Bence kişinin yaşam üzerine detaylı düşünebilecek kadar akıllı olmasıdır. İnsan hariç hiçbir canlı varlık yaşamın anlamını veya mutluluğun kaynağını aramaya çalışmaz, maddenin özü hakkında düşünmez ya da tanrının olup olmadığı üzerine kafa yormaz. İnsanın doğadaki en büyük dezavantaj şahsi fikrimce budur.

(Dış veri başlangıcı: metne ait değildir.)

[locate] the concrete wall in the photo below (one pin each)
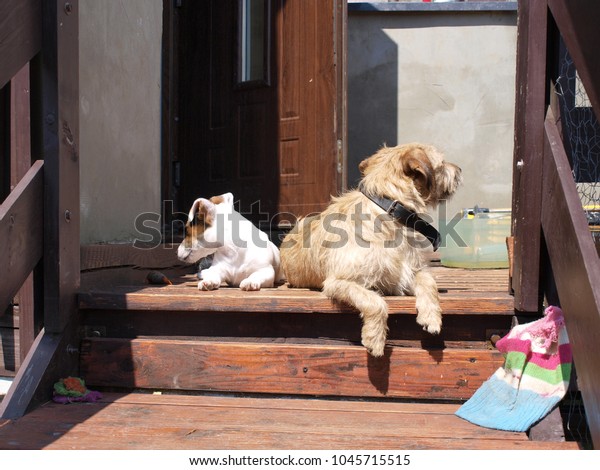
(446, 78)
(120, 71)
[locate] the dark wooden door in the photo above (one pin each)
(258, 113)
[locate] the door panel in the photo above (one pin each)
(271, 141)
(307, 104)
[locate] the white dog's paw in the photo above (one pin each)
(249, 284)
(207, 284)
(431, 321)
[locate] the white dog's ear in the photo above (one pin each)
(417, 165)
(202, 210)
(226, 199)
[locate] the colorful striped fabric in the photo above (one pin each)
(533, 380)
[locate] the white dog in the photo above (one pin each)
(243, 255)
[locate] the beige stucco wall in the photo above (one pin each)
(443, 78)
(120, 71)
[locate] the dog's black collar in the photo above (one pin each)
(408, 218)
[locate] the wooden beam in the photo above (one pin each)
(20, 35)
(528, 151)
(335, 370)
(21, 232)
(60, 114)
(51, 357)
(578, 25)
(576, 269)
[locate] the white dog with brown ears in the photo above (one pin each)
(371, 242)
(243, 255)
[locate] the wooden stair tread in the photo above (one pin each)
(275, 300)
(306, 369)
(146, 421)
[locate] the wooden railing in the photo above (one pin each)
(39, 220)
(554, 253)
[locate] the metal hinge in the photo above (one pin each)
(340, 156)
(177, 174)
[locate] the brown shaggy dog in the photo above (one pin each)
(356, 251)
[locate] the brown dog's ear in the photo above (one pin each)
(417, 166)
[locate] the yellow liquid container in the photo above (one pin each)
(477, 241)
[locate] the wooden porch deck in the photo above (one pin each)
(143, 421)
(276, 369)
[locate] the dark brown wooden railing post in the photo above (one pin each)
(60, 117)
(56, 139)
(528, 151)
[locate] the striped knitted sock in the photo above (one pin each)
(535, 376)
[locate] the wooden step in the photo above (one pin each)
(138, 421)
(305, 369)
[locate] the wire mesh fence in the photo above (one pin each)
(581, 139)
(581, 132)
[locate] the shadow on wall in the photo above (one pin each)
(375, 105)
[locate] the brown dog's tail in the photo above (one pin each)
(372, 307)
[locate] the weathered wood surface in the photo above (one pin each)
(576, 269)
(21, 232)
(20, 35)
(171, 422)
(481, 292)
(309, 369)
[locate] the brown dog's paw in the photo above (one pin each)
(375, 343)
(432, 322)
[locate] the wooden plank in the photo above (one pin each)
(144, 421)
(50, 357)
(20, 35)
(21, 232)
(576, 269)
(281, 326)
(230, 300)
(579, 29)
(60, 109)
(285, 368)
(528, 151)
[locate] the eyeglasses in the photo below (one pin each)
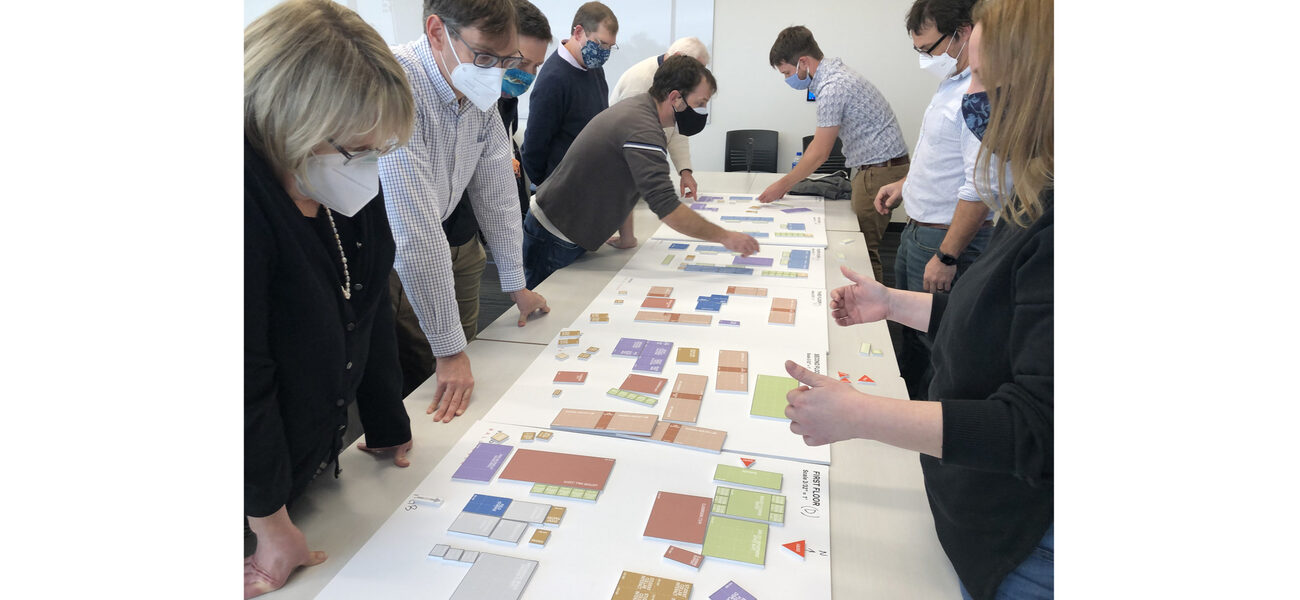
(602, 44)
(486, 60)
(927, 51)
(365, 153)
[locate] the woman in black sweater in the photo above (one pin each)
(986, 431)
(323, 99)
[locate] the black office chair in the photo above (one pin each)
(750, 150)
(833, 162)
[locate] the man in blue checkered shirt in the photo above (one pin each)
(459, 142)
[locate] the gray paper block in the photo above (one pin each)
(508, 531)
(494, 577)
(473, 524)
(527, 512)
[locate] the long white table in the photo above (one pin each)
(883, 539)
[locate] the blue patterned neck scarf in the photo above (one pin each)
(975, 112)
(593, 56)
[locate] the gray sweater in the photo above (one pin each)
(618, 157)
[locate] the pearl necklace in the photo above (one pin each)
(347, 278)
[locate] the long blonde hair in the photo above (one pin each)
(315, 70)
(1015, 68)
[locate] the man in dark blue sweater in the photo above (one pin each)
(570, 90)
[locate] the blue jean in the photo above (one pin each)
(544, 252)
(918, 246)
(1034, 579)
(915, 248)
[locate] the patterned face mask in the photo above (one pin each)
(593, 56)
(515, 83)
(975, 109)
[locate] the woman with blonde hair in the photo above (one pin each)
(986, 431)
(323, 99)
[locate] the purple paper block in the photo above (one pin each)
(482, 462)
(629, 347)
(752, 261)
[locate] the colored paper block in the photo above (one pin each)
(748, 477)
(736, 539)
(770, 396)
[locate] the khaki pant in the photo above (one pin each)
(866, 183)
(468, 262)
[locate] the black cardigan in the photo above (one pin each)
(307, 351)
(992, 494)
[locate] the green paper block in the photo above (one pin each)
(753, 505)
(736, 540)
(770, 396)
(748, 477)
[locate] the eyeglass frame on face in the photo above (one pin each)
(488, 59)
(602, 44)
(931, 50)
(359, 155)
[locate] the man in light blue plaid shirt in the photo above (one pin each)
(454, 146)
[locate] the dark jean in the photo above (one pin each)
(544, 252)
(1034, 579)
(917, 246)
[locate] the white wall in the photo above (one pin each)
(867, 35)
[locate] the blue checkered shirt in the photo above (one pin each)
(454, 147)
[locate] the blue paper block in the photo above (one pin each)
(485, 504)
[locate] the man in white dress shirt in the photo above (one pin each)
(948, 225)
(455, 69)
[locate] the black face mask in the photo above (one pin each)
(689, 122)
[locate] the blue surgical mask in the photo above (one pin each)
(594, 56)
(796, 82)
(975, 109)
(515, 83)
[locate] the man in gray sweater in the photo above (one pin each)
(618, 157)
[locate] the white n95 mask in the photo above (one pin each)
(342, 186)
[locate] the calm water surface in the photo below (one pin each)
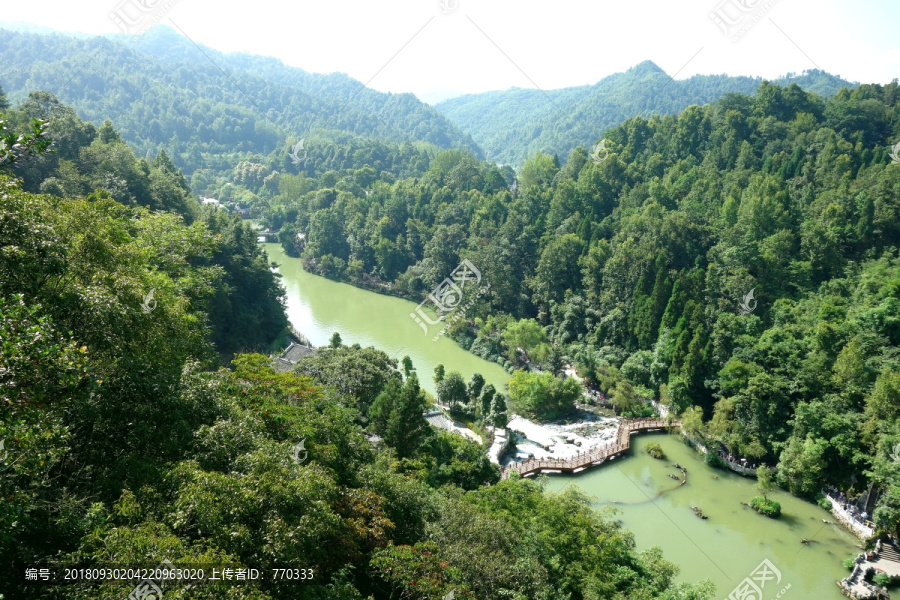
(725, 548)
(729, 545)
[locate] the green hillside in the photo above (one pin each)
(161, 92)
(514, 124)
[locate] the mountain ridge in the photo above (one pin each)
(556, 121)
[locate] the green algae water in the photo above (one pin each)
(317, 307)
(733, 540)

Elbette "akıl" kavramı kendi başına bakıldığında doğal seçilimde insanı öne çıkaran bir yöndür, fakat insan vahşi yaşam mücadelesinden sıyrılıp da "gündelik hayat" dediğimiz terim anlamını değiştirmeye başladıkça aklın felsefik düşünme yetisi de açığa çıkar. İnsan hayatına bir anlam ve amaç aramaya başlar, bu süreç onu bazı değerlerden uzaklaştırır ve hatta yerine göre ruh halini etkileyebilir.
Mesela hiç bir ineğin hayatına anlam aradığını gördünüz mü? Göremeyiz; inek sadece yemek yer, uyur, doğurur, süt verir ve ölür. Bu sürecin hiçbir yerinde göremeyiz herhangi bir felsefik düşünce yoğunluğunu.
Üstelik insanın bu yönü onu sıkıntıya, yerine göre depresyona, hatta intihara dahi sevk edebilir. İnsan doğal yaşamdan ve hayatta kalma mücadelesinden uzaklaştıkça kafası yönelecek başka bir konu arar ve yine kendisine gelir. Böylece bir aslan veya bir çakal tarafından avlanmasa bile kendi varlığına ve aklına mağlup olur.[1]
Kaynaklar
- F. Nietzsche. Böyle Buyurdu Zerdüşt.